Making the playing field more level for all the players, defining what the responsibilities are for people who provide advice to individuals, “bringing clarity to the financial services marketplace,” in the words of FPA Chair Dan Moisand, one of the prime movers behind the suit, that’s what this D.C. Circuit Court decision has made possible. In an interview just before the March 30 court decision, FPA President Nick Nicolette said that the suit–and the second draft of the CFP Board’s ethics code–constituted a move toward defining “one set of standards for everyone who provides advice.” As Bob Clark notes in his column this month, the FPA (and consumers in general) would have won even if it had lost the suit, “in the sense that it would have generated substantial publicity for the fact that stockbrokers are exempt from the duties and responsibilities of advisors, even when they are posing as advisors.” But it won, “reestablishing that brokers who charge a fee for advice have a fiduciary duty to their clients,” Clark notes.

Sure, the SEC could appeal the decision to the Supreme Court, or ask for a rehearing by the District Court, a move recommended by SIFMA, whose president, Marc Lackritz, positioned the issue as one of protecting consumers’ “options for receiving and paying for financial services.” But how likely is an appeal or a rehearing?

Then reality intruded, spurred by interviews I conducted for this month’s cover story on the 2007 IA 25 (page 50). Rudy Adolf of Focus Financial Partners, one of those smart guys and gals who people this year’s list, first used the David and Goliath analogy, calling the ruling a “tremendous win for the investing public,” before delivering the bracing reminder that “a battle has been won, not the war.” Mark Tibergien worried that the FPA might be playing into the hands of the wirehouses, and effectively removing one of the great “competitive advantages RIAs had regarding client advocacy.” Will the victory in the end, he mulled, “negatively impact the businesses” of the FPA’s “primary constituency?”

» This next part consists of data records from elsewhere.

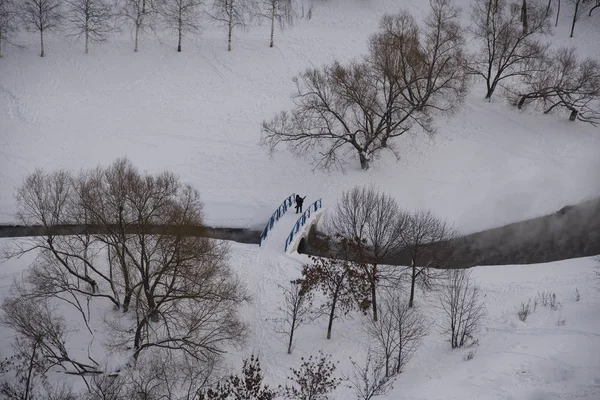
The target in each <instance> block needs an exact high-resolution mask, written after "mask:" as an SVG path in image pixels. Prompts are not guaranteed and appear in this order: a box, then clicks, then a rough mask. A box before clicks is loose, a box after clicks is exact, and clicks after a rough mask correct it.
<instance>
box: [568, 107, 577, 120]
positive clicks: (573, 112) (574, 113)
mask: <svg viewBox="0 0 600 400" xmlns="http://www.w3.org/2000/svg"><path fill="white" fill-rule="evenodd" d="M577 114H579V112H578V111H577V110H574V109H573V110H571V115H569V121H575V120H576V119H577Z"/></svg>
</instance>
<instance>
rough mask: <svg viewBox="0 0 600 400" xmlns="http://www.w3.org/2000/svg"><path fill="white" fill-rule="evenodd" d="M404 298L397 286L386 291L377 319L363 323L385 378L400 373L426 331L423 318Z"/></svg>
mask: <svg viewBox="0 0 600 400" xmlns="http://www.w3.org/2000/svg"><path fill="white" fill-rule="evenodd" d="M404 300H405V299H404V298H403V297H402V295H401V293H400V291H399V290H398V289H392V290H389V291H387V292H386V293H385V295H384V296H383V301H382V305H381V318H380V320H379V321H372V322H371V324H370V325H368V326H367V332H368V333H369V335H370V336H371V337H372V338H373V339H374V340H375V341H376V342H377V344H378V345H379V348H378V350H377V352H378V353H379V354H380V356H381V357H382V360H383V361H384V367H385V375H386V376H388V377H389V376H392V375H395V374H398V373H400V372H402V370H403V368H404V366H405V365H406V363H407V362H408V361H409V360H410V358H411V357H412V356H413V354H414V353H415V352H416V351H417V349H418V347H419V345H420V343H421V340H422V339H423V338H424V337H425V336H426V335H427V333H428V332H429V327H428V325H427V324H426V322H425V319H424V317H423V316H422V315H421V314H420V313H419V312H418V311H417V310H416V309H414V308H411V307H409V306H408V304H407V303H406V301H404Z"/></svg>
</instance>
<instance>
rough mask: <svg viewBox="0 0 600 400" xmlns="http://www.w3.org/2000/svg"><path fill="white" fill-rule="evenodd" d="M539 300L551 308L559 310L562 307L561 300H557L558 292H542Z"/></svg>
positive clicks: (542, 303)
mask: <svg viewBox="0 0 600 400" xmlns="http://www.w3.org/2000/svg"><path fill="white" fill-rule="evenodd" d="M537 300H538V301H539V303H540V304H541V305H542V306H544V307H546V308H550V309H551V310H554V311H556V310H558V309H559V307H560V302H559V301H558V300H557V297H556V293H554V292H549V291H548V292H541V293H538V296H537Z"/></svg>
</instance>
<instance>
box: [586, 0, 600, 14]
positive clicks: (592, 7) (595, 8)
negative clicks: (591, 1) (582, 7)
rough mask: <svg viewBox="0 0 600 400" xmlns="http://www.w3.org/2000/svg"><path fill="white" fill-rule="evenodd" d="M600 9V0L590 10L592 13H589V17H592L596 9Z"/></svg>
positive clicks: (592, 6)
mask: <svg viewBox="0 0 600 400" xmlns="http://www.w3.org/2000/svg"><path fill="white" fill-rule="evenodd" d="M598 7H600V0H596V3H595V4H594V5H593V6H592V8H590V12H589V13H588V17H591V16H592V12H593V11H594V10H595V9H596V8H598Z"/></svg>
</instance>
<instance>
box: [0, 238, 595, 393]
mask: <svg viewBox="0 0 600 400" xmlns="http://www.w3.org/2000/svg"><path fill="white" fill-rule="evenodd" d="M11 243H12V240H10V239H3V240H0V245H2V246H4V245H10V244H11ZM32 260H33V254H30V255H27V256H25V257H23V258H21V259H13V260H10V261H7V262H4V263H3V264H0V271H1V272H0V278H1V279H0V295H1V296H5V295H6V293H7V289H8V287H9V285H10V282H11V278H12V277H16V276H18V274H19V273H20V272H22V271H24V270H25V268H26V267H27V266H28V265H29V264H30V262H31V261H32ZM305 262H307V259H306V258H305V257H304V256H300V255H296V256H286V255H284V254H281V253H276V252H272V251H269V250H265V249H260V248H258V247H257V246H252V245H241V244H235V243H234V244H232V253H231V264H232V265H233V266H234V268H235V270H236V272H237V273H238V275H239V277H240V278H241V279H242V280H243V281H244V282H245V283H246V285H247V287H248V290H249V294H250V295H251V296H252V302H251V303H250V304H248V305H246V306H245V307H244V309H243V310H242V315H243V316H244V319H245V320H246V322H247V323H248V335H249V338H248V341H247V343H246V345H245V346H244V348H243V349H231V351H230V352H229V353H228V354H227V355H226V362H225V365H226V367H229V368H232V369H234V370H239V368H240V365H241V361H242V359H243V358H245V357H248V356H249V355H250V354H251V353H254V354H257V355H259V356H260V359H261V364H262V366H263V371H265V374H266V381H267V382H268V383H270V384H273V385H277V384H285V381H286V376H287V375H288V372H289V368H291V367H297V366H298V365H299V364H300V358H301V357H303V356H305V357H306V356H308V355H311V354H316V353H317V352H318V351H319V350H323V351H324V352H325V353H330V354H332V355H333V359H334V360H335V361H339V365H338V371H337V374H338V376H344V375H347V374H349V373H351V365H350V361H349V358H350V357H352V359H353V360H356V361H357V362H358V363H361V362H362V361H363V360H364V357H365V355H366V351H367V349H368V347H369V346H374V344H373V343H370V342H369V341H368V338H367V336H366V334H365V333H364V331H363V329H362V324H363V322H364V319H363V318H364V317H363V316H362V315H359V314H357V313H354V314H351V315H350V316H349V317H348V318H346V319H343V320H336V321H335V322H334V326H333V335H332V339H331V340H327V339H326V338H325V334H326V324H327V321H326V320H325V319H319V320H317V321H315V322H312V323H310V324H308V325H306V326H302V327H301V328H299V330H298V331H297V336H296V340H295V348H294V351H293V354H292V355H288V354H287V353H286V340H285V338H284V337H282V336H281V335H280V334H278V333H276V332H275V331H276V330H277V326H278V325H277V324H278V322H277V319H278V318H280V317H281V316H282V315H281V312H280V310H279V307H280V305H281V300H282V294H281V288H280V286H281V285H287V283H288V282H289V280H290V279H295V278H297V277H299V276H300V269H301V267H302V265H303V263H305ZM598 264H599V261H598V260H595V259H593V258H582V259H575V260H566V261H561V262H556V263H550V264H539V265H527V266H504V267H493V266H489V267H488V266H485V267H476V268H474V270H473V278H474V279H475V280H476V282H477V284H478V285H479V286H480V287H481V289H482V294H483V296H484V301H485V305H486V308H487V316H486V318H485V319H484V321H483V324H482V328H481V330H480V332H479V334H478V335H477V338H478V339H479V346H478V347H476V350H477V353H476V355H475V358H474V359H473V360H471V361H464V360H463V355H464V354H465V353H466V352H467V351H469V350H472V349H460V350H451V349H450V346H449V343H448V342H447V341H446V337H445V336H444V335H442V333H441V332H442V330H443V329H442V322H443V318H442V315H441V313H440V311H439V310H438V309H437V308H436V300H435V298H434V297H433V296H424V295H423V294H422V293H418V295H417V305H418V307H419V308H420V310H421V311H422V312H423V313H424V314H425V315H426V316H427V318H428V319H429V320H430V322H431V323H432V327H431V330H430V333H429V335H428V336H427V337H426V338H425V339H424V341H423V343H422V345H421V347H420V348H419V350H418V351H417V353H416V354H415V356H414V357H413V359H412V360H411V361H409V363H408V365H407V366H406V369H405V372H403V373H402V374H401V375H400V376H399V377H398V378H397V380H396V381H395V384H394V389H393V390H392V392H390V393H389V394H388V395H387V396H383V397H380V398H381V399H382V400H385V399H390V400H393V399H399V398H401V399H405V400H424V399H427V400H438V399H439V400H448V399H490V400H496V399H503V400H505V399H526V400H542V399H544V400H554V399H556V400H559V399H561V400H562V399H581V400H596V399H598V398H600V358H598V349H599V348H600V315H599V314H598V308H599V307H600V281H599V279H598V277H597V276H596V275H595V272H596V271H597V269H596V267H597V265H598ZM576 289H577V290H578V291H579V293H580V295H581V299H580V301H576V300H575V297H574V294H575V291H576ZM544 291H550V292H555V293H556V295H557V299H558V301H559V302H560V303H561V307H560V308H559V309H558V310H556V311H552V310H549V309H546V308H543V307H541V306H538V309H537V311H536V312H535V313H533V314H532V315H530V317H529V318H528V319H527V320H526V322H524V323H523V322H521V321H519V319H518V318H517V307H518V306H519V305H520V303H521V302H522V301H525V302H526V301H527V300H528V299H529V298H534V297H535V296H536V295H537V293H538V292H544ZM106 312H111V311H110V306H109V305H108V304H107V305H102V304H96V306H95V307H93V308H92V317H93V318H95V319H96V320H97V321H98V320H101V316H102V315H103V314H104V313H106ZM67 318H71V319H70V320H69V321H70V322H72V323H73V324H74V323H75V322H74V321H75V320H74V319H75V318H76V317H75V316H74V315H73V314H72V313H71V314H70V316H67ZM559 319H565V320H566V324H565V325H564V326H557V321H558V320H559ZM94 329H95V331H96V337H95V339H94V343H93V346H92V353H91V354H92V355H93V356H94V358H95V359H96V360H98V361H100V360H102V359H103V357H106V358H107V361H110V362H111V363H113V365H114V363H118V361H117V360H118V358H115V357H117V356H118V354H114V353H113V354H108V355H106V354H105V353H104V352H103V350H102V345H103V343H104V340H105V338H104V337H103V336H102V332H103V331H102V329H101V327H100V326H99V325H97V326H95V327H94ZM84 337H86V335H83V334H82V335H81V336H78V335H77V334H73V335H72V336H71V338H72V340H70V341H69V342H68V345H69V348H70V349H72V350H73V351H81V354H82V355H85V354H86V353H85V352H86V351H87V343H85V340H84V339H83V338H84ZM10 338H11V335H10V332H8V331H7V330H6V328H3V327H0V355H2V356H6V355H8V354H10V351H11V350H10V347H9V345H10ZM54 378H55V379H56V377H54ZM72 381H73V382H74V383H75V384H76V385H80V384H81V382H80V381H78V380H77V378H73V379H72ZM349 398H354V396H353V393H352V390H350V389H349V388H347V387H345V386H341V387H340V388H338V390H337V391H336V392H335V393H334V396H333V397H332V399H340V400H341V399H349Z"/></svg>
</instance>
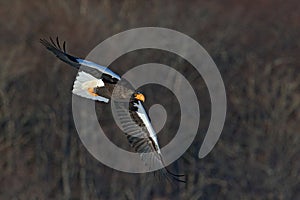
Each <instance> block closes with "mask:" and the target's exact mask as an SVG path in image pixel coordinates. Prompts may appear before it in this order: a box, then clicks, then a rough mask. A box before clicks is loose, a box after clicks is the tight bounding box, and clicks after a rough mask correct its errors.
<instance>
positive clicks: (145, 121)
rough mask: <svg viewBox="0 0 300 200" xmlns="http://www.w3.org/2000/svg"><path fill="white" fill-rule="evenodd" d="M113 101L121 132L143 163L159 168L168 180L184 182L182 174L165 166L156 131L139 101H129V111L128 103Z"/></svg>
mask: <svg viewBox="0 0 300 200" xmlns="http://www.w3.org/2000/svg"><path fill="white" fill-rule="evenodd" d="M114 103H115V104H117V105H116V106H115V108H116V112H117V117H118V120H119V123H120V124H121V127H122V129H123V132H124V133H125V135H126V136H127V139H128V142H129V143H130V145H131V147H132V148H133V149H134V150H135V151H136V152H137V153H139V154H140V156H141V159H142V160H143V162H144V163H145V165H146V166H147V167H148V168H149V169H150V170H151V169H157V168H160V170H159V171H158V172H159V175H162V176H163V177H166V178H167V180H169V181H172V180H176V181H179V182H186V181H185V180H182V178H181V177H184V175H177V174H174V173H172V172H170V171H169V170H168V169H167V168H166V166H165V164H164V161H163V156H162V153H161V150H160V147H159V143H158V140H157V136H156V133H155V131H154V129H153V127H152V125H151V122H150V119H149V117H148V115H147V113H146V111H145V109H144V107H143V104H142V103H141V101H136V102H130V103H129V105H130V106H129V111H128V103H124V102H114ZM126 105H127V107H126Z"/></svg>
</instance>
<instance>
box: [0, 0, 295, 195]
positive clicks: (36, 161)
mask: <svg viewBox="0 0 300 200" xmlns="http://www.w3.org/2000/svg"><path fill="white" fill-rule="evenodd" d="M165 4H166V5H165ZM0 5H1V6H0V15H1V18H0V27H1V28H0V35H1V41H0V43H1V45H0V46H1V47H0V132H1V134H0V155H1V157H0V171H1V175H0V199H15V198H16V199H62V198H64V199H299V198H300V193H299V188H300V183H299V180H300V172H299V169H300V162H299V160H300V157H299V155H300V147H299V143H300V136H299V130H300V125H299V123H298V122H299V120H300V114H299V113H300V112H299V108H300V106H299V104H300V103H299V102H300V95H299V89H300V81H299V80H300V77H299V74H300V73H299V71H300V70H299V69H300V68H299V64H300V62H299V59H298V57H297V56H298V54H299V47H300V40H299V37H300V27H299V21H300V14H299V13H300V6H299V5H300V4H299V3H298V1H296V0H294V1H293V0H290V1H285V2H282V1H271V0H261V1H247V2H244V3H242V2H240V1H237V0H227V1H226V5H223V4H221V3H218V2H217V1H203V2H202V1H195V2H190V3H184V2H181V1H176V2H171V1H167V2H160V1H150V2H147V3H144V4H143V5H142V4H139V3H138V2H137V1H120V2H111V1H101V2H98V1H87V0H70V1H44V2H40V1H33V0H29V1H26V2H25V1H18V0H14V1H1V3H0ZM140 26H162V27H166V28H172V29H175V30H178V31H181V32H183V33H185V34H187V35H189V36H191V37H193V38H194V39H196V40H197V41H199V42H200V43H201V44H202V45H203V46H204V47H205V48H206V49H207V50H208V52H209V53H210V54H211V56H212V57H213V59H214V60H215V62H216V64H217V66H218V67H219V69H220V71H221V74H222V76H223V78H224V82H225V87H226V90H227V97H228V114H227V120H226V124H225V127H224V131H223V133H222V136H221V139H220V141H219V142H218V144H217V145H216V147H215V148H214V150H213V151H212V152H211V153H210V154H209V155H208V156H207V157H206V158H205V159H203V160H198V158H197V150H198V148H199V144H200V143H201V139H202V137H203V135H201V134H200V133H204V132H205V130H206V129H207V125H208V119H209V117H210V116H209V114H207V116H205V115H204V118H203V119H201V120H202V122H203V123H202V124H201V127H200V130H199V134H198V136H197V138H196V141H195V142H194V144H193V146H191V147H190V149H189V151H188V152H187V153H186V154H185V155H184V157H183V158H181V159H180V160H179V161H178V162H177V163H175V164H174V165H173V168H174V169H179V171H184V172H185V173H187V174H188V176H189V181H188V183H187V184H186V185H185V186H180V187H179V188H178V189H177V190H173V189H172V188H171V187H169V186H167V185H166V186H165V185H163V184H161V185H160V187H157V186H158V184H157V183H153V184H148V183H147V182H145V181H144V180H148V179H147V176H146V175H135V174H126V173H122V172H117V171H115V170H112V169H110V168H108V167H106V166H104V165H102V164H101V163H99V162H97V161H96V160H95V159H94V158H93V157H92V156H91V155H90V154H89V153H88V152H87V150H86V149H85V148H84V147H83V145H82V144H81V142H80V140H79V138H78V135H77V133H76V130H75V127H74V124H73V119H72V113H71V92H70V91H71V86H72V82H73V79H74V76H75V74H76V72H75V71H74V70H72V69H71V68H69V67H67V66H66V65H65V64H62V63H61V62H59V61H57V60H56V59H55V58H54V57H53V56H52V55H50V54H49V53H48V52H46V50H44V49H43V48H42V47H41V45H40V44H39V43H38V41H39V38H44V37H48V36H56V35H58V36H59V37H60V38H62V39H64V40H67V42H68V44H69V46H68V49H69V51H70V52H72V53H73V54H75V55H80V56H81V57H85V56H86V54H87V53H88V52H89V50H91V49H92V48H93V47H94V46H95V45H96V44H98V43H99V42H100V41H102V40H104V39H105V38H107V37H109V36H111V35H112V34H115V33H118V32H120V31H123V30H126V29H130V28H134V27H140ZM133 55H136V54H132V55H128V56H129V58H134V56H133ZM137 55H138V54H137ZM130 60H132V59H125V60H124V66H134V65H135V64H136V63H146V61H149V62H150V61H152V62H153V60H155V61H157V62H162V63H166V64H170V65H173V67H175V68H176V69H178V70H182V71H183V72H185V73H187V74H189V75H191V76H190V77H188V78H190V80H191V83H192V84H193V86H195V89H196V91H197V92H198V93H199V96H201V97H202V98H201V100H200V101H201V107H200V109H201V111H202V110H204V111H207V112H208V113H209V109H208V108H209V105H210V103H209V99H208V94H207V91H206V90H205V86H204V83H203V82H201V80H193V77H192V71H189V70H188V67H189V66H188V63H185V62H184V61H181V60H180V59H178V58H177V59H175V61H178V63H177V62H174V56H173V55H169V56H168V55H165V54H163V55H160V53H155V52H152V51H151V52H150V53H148V54H147V53H144V54H141V55H139V56H137V57H136V60H134V61H130ZM203 97H205V98H206V100H203V99H204V98H203ZM145 178H146V179H145Z"/></svg>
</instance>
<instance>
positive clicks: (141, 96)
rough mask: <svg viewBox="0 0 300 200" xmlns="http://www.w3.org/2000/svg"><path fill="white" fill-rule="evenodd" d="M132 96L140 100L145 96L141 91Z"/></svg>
mask: <svg viewBox="0 0 300 200" xmlns="http://www.w3.org/2000/svg"><path fill="white" fill-rule="evenodd" d="M134 98H135V99H137V100H139V101H142V102H144V101H145V96H144V95H143V94H141V93H137V94H134Z"/></svg>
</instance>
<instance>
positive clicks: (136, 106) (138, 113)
mask: <svg viewBox="0 0 300 200" xmlns="http://www.w3.org/2000/svg"><path fill="white" fill-rule="evenodd" d="M134 105H135V106H136V107H137V108H138V110H137V114H138V116H139V117H140V118H141V119H142V121H143V122H144V124H145V126H146V128H147V130H148V132H149V134H150V137H151V138H152V140H153V141H154V143H155V146H156V148H157V152H158V153H159V154H160V153H161V152H160V147H159V144H158V141H157V136H156V133H155V131H154V129H153V127H152V125H151V122H150V120H149V118H148V115H147V113H146V111H145V109H144V107H143V105H142V103H141V102H140V101H138V104H137V103H134Z"/></svg>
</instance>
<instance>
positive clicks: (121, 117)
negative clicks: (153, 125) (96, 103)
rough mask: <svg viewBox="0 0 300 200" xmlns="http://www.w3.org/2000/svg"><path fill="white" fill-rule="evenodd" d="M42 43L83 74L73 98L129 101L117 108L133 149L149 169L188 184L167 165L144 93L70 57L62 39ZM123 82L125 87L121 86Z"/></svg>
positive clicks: (74, 58)
mask: <svg viewBox="0 0 300 200" xmlns="http://www.w3.org/2000/svg"><path fill="white" fill-rule="evenodd" d="M40 42H41V43H42V44H43V45H44V46H45V47H46V48H47V49H48V50H49V51H51V52H52V53H53V54H54V55H55V56H56V57H57V58H59V59H60V60H62V61H64V62H65V63H67V64H69V65H71V66H73V67H75V68H76V69H78V70H79V72H78V75H77V77H76V80H75V81H74V85H73V90H72V93H73V94H75V95H78V96H80V97H83V98H87V99H91V100H94V101H98V102H102V103H109V101H110V100H111V99H112V97H114V99H128V100H129V104H122V103H119V104H116V105H117V112H118V116H119V119H120V122H121V124H122V128H123V132H124V133H125V135H126V136H127V139H128V142H129V144H130V145H131V147H132V148H133V149H134V150H135V151H136V152H137V153H139V154H140V157H141V159H142V160H143V161H144V163H145V164H146V165H147V166H149V167H152V165H155V166H161V167H160V168H161V169H160V170H159V172H160V174H161V175H163V177H166V178H167V180H169V181H170V180H176V181H179V182H185V180H182V178H180V177H184V175H178V174H174V173H172V172H170V171H169V170H168V169H167V168H166V166H165V164H164V161H163V157H162V154H161V149H160V146H159V143H158V139H157V136H156V133H155V131H154V129H153V127H152V125H151V122H150V119H149V116H148V114H147V112H146V111H145V109H144V106H143V102H144V101H145V96H144V95H143V94H142V93H140V92H138V91H136V90H134V89H133V88H132V87H131V85H130V84H129V83H128V82H126V80H125V81H124V80H122V79H121V77H120V76H119V75H118V74H116V73H115V72H113V71H111V70H110V69H109V68H107V67H104V66H101V65H99V64H96V63H94V62H91V61H88V60H84V59H81V58H78V57H75V56H72V55H69V54H68V53H67V52H66V45H65V42H64V43H63V45H62V46H61V45H60V42H59V40H58V38H56V41H54V40H53V39H52V38H51V37H50V38H49V40H45V39H41V40H40ZM121 80H122V84H117V83H120V82H121ZM125 107H126V109H125Z"/></svg>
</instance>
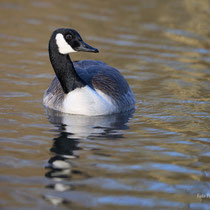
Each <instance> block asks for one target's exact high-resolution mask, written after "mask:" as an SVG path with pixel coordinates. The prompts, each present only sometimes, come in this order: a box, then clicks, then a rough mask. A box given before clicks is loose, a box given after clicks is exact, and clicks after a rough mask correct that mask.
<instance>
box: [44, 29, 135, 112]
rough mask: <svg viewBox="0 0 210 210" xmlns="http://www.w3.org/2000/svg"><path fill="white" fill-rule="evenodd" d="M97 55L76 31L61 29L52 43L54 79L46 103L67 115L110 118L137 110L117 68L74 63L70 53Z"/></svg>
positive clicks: (90, 61)
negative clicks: (91, 52) (81, 52)
mask: <svg viewBox="0 0 210 210" xmlns="http://www.w3.org/2000/svg"><path fill="white" fill-rule="evenodd" d="M79 51H84V52H94V53H98V52H99V51H98V49H96V48H94V47H91V46H90V45H88V44H86V43H85V42H84V41H83V40H82V38H81V36H80V35H79V33H78V32H77V31H76V30H74V29H69V28H59V29H57V30H55V31H54V32H53V33H52V36H51V38H50V41H49V57H50V61H51V64H52V67H53V69H54V71H55V74H56V76H55V78H54V79H53V81H52V83H51V85H50V87H49V88H48V89H47V90H46V91H45V94H44V98H43V104H44V106H46V107H49V108H51V109H54V110H58V111H61V112H64V113H70V114H80V115H89V116H95V115H108V114H113V113H120V112H124V111H128V110H131V109H134V107H135V97H134V94H133V92H132V90H131V89H130V87H129V85H128V83H127V82H126V80H125V79H124V77H123V76H122V75H121V74H120V72H119V71H118V70H116V69H115V68H113V67H111V66H109V65H107V64H105V63H103V62H101V61H94V60H81V61H75V62H72V61H71V58H70V56H69V53H73V52H79Z"/></svg>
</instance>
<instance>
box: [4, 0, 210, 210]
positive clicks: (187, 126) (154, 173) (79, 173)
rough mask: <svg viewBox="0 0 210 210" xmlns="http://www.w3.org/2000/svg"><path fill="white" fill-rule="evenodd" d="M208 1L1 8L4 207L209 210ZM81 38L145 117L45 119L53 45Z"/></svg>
mask: <svg viewBox="0 0 210 210" xmlns="http://www.w3.org/2000/svg"><path fill="white" fill-rule="evenodd" d="M209 13H210V9H209V2H208V1H207V0H206V1H205V0H202V1H197V0H183V1H178V0H176V1H163V0H162V1H161V0H151V1H146V0H145V1H139V0H131V1H130V0H123V1H119V0H115V1H113V0H107V1H103V2H102V1H96V0H91V1H88V2H87V1H84V0H78V1H73V2H72V1H62V3H61V2H60V1H57V0H52V1H39V0H37V1H25V0H22V1H20V2H17V1H14V0H10V1H1V2H0V16H1V18H0V28H1V29H0V60H1V62H0V87H1V92H0V98H1V112H0V122H1V128H0V150H1V152H0V186H1V187H0V207H1V208H2V209H130V208H131V209H152V208H154V207H155V208H157V209H209V208H210V207H209V204H210V163H209V162H210V152H209V151H210V138H209V124H210V122H209V118H210V117H209V113H210V109H209V107H210V106H209V103H210V100H209V98H210V94H209V78H210V77H209V74H210V71H209V68H210V65H209V64H210V42H209V33H210V30H209V24H210V19H209ZM58 27H71V28H75V29H77V30H78V31H79V32H80V34H81V36H82V37H83V38H84V40H85V41H86V42H87V43H89V44H90V45H92V46H95V47H97V48H98V49H99V50H100V53H99V54H87V53H77V54H73V55H72V59H73V60H78V59H96V60H101V61H104V62H106V63H108V64H110V65H111V66H114V67H116V68H118V69H119V70H120V71H121V72H122V74H123V75H124V76H125V77H126V79H127V81H128V83H129V84H130V85H131V87H132V89H133V91H134V93H135V96H136V100H137V104H136V111H135V112H134V113H132V112H131V113H124V114H123V115H112V116H106V117H84V116H83V117H82V116H71V115H70V116H69V115H64V114H60V113H56V112H52V111H51V110H44V108H43V106H42V97H43V93H44V90H45V89H46V88H47V87H48V85H49V84H50V82H51V80H52V78H53V77H54V74H53V71H52V68H51V65H50V63H49V59H48V52H47V45H48V40H49V37H50V35H51V32H52V31H53V30H54V29H55V28H58Z"/></svg>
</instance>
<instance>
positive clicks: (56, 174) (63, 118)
mask: <svg viewBox="0 0 210 210" xmlns="http://www.w3.org/2000/svg"><path fill="white" fill-rule="evenodd" d="M133 112H134V111H133V110H132V111H129V112H125V113H120V114H113V115H106V116H82V115H70V114H65V113H61V112H58V111H55V110H52V109H46V113H47V116H48V120H49V121H50V123H52V124H53V125H54V126H55V127H57V129H58V136H57V137H55V138H54V139H53V146H52V148H51V149H50V151H51V152H52V154H53V156H52V157H51V158H50V160H49V161H48V164H47V166H46V168H47V172H46V174H45V176H46V177H48V178H51V179H53V181H55V182H53V184H51V185H48V186H47V188H53V189H54V190H56V191H67V190H73V188H74V187H72V186H71V185H70V183H67V182H65V184H63V183H62V181H64V180H65V181H66V180H70V179H71V178H72V177H73V176H75V177H76V178H88V177H90V175H89V174H88V172H87V171H83V169H82V168H78V167H77V161H76V159H77V158H80V157H79V156H78V154H74V153H76V151H78V150H83V148H82V147H80V146H79V144H80V142H82V141H85V140H98V141H100V140H109V139H110V140H115V139H121V138H123V133H124V130H127V129H129V127H128V126H127V125H126V123H127V122H128V120H129V118H131V117H132V115H133ZM92 150H96V149H95V148H92ZM96 152H97V155H100V154H99V153H98V150H97V151H96ZM45 197H46V199H48V200H50V201H51V202H52V203H56V202H58V203H59V201H60V202H63V200H62V199H61V198H58V197H55V196H45ZM60 199H61V200H60Z"/></svg>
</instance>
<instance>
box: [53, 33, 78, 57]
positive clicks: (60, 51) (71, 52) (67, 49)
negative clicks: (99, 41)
mask: <svg viewBox="0 0 210 210" xmlns="http://www.w3.org/2000/svg"><path fill="white" fill-rule="evenodd" d="M55 40H56V44H57V45H58V51H59V53H61V54H68V53H72V52H76V51H75V50H74V49H73V48H72V47H71V46H70V45H69V44H68V43H67V42H66V40H65V39H64V37H63V35H62V34H61V33H59V34H57V35H56V37H55Z"/></svg>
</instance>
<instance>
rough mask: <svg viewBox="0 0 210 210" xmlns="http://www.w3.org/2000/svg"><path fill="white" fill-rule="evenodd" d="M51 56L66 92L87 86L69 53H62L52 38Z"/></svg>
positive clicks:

Then I thought of the AARP, the advocacy group for people my age and older that has spent $88 million on its lobbying efforts over the past four years. What do you think the chances are that AARP will allow Social Security or Medicare reform to happen that includes a reduction in any services for the elderly along with tax increases for younger people? The wirehouses have that kind of lobbying money at the ready. Do you think legislation could be written by Congress that would protect the status quo and override by legislative action what the courts would not allow? An important battle may have been won, but the struggle continues. The CFP Board’s decision to move to Washington from Denver seems like a pretty bright move in that light.